CraftRigs
Architecture Guide

Why Your VRAM Runs Out Mid-Conversation: The KV Cache Explained

By Georgia Thomas 6 min read

Some links on this page may be affiliate links. We disclose it because you deserve to know, not because it changes anything. Every recommendation here comes from benchmarks, not budgets.

Quick Summary:

  • Three VRAM consumers: Model weights (fixed), KV cache (grows with conversation length), framework overhead (small, fixed).
  • KV cache scales with context: Doubling your context window setting quadruples KV cache memory. A 32K context window can use more VRAM than the model weights themselves.
  • Practical fix first: Drop --ctx-size from 8192 to 2048. This frees 75% of KV cache VRAM with minimal impact on most conversations.

You bought a 24GB GPU. You loaded a 13B model, it took 8GB, you had 16GB free. The first conversation went fine. Then an hour later, mid-conversation, inference stalls and your monitoring tool shows VRAM fully saturated.

The model didn't change. The GPU didn't change. What changed was the conversation.

This is the KV cache, and it's the most commonly misunderstood aspect of local LLM memory management.
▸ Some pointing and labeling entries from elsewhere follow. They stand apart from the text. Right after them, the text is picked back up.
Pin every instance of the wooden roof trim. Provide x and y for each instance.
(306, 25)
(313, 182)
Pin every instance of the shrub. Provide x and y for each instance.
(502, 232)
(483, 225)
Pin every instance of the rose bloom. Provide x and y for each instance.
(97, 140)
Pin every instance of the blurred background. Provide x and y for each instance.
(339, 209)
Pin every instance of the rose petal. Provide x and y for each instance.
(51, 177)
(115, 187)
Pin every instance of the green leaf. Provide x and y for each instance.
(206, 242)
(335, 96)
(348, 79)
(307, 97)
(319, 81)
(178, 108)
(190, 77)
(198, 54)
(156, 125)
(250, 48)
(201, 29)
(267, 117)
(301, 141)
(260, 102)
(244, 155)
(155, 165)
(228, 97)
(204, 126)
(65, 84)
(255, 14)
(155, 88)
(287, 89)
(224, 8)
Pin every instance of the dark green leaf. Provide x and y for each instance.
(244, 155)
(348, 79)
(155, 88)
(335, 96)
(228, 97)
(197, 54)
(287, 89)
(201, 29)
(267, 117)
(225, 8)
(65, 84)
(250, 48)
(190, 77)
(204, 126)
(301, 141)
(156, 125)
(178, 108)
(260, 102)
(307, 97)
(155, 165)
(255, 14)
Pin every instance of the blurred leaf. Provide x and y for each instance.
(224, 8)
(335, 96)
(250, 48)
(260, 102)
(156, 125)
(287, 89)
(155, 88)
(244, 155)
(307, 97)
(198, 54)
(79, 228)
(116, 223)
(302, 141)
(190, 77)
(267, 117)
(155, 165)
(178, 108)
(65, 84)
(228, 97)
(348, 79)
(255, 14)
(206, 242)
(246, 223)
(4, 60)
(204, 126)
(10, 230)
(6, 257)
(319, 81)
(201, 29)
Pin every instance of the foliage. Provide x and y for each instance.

What VRAM Is Actually Doing

When you load a local LLM, three distinct things consume VRAM:

1. Model weights (fixed) The quantized model parameters. For a 13B model at Q4_K_M, this is roughly 7-8 GB. It's loaded once and stays there until you unload the model. This is the number everyone knows — it's the file size.

2. KV cache (dynamic — grows with context) This is the culprit. The KV cache stores intermediate computations from the attention mechanism. It grows with every token in the current context window. A fresh context starts at near-zero and expands as the conversation gets longer.

3. Framework overhead (small, fixed) CUDA/ROCm runtime, activation buffers, temporary computation space. Usually 0.5-1 GB depending on runtime and batch size. Largely ignorable in planning.

The total at any moment: VRAM used = model weights + KV cache (current size) + overhead

At the start of a conversation, KV cache is tiny. After 10,000 tokens, it may rival the model weights in size.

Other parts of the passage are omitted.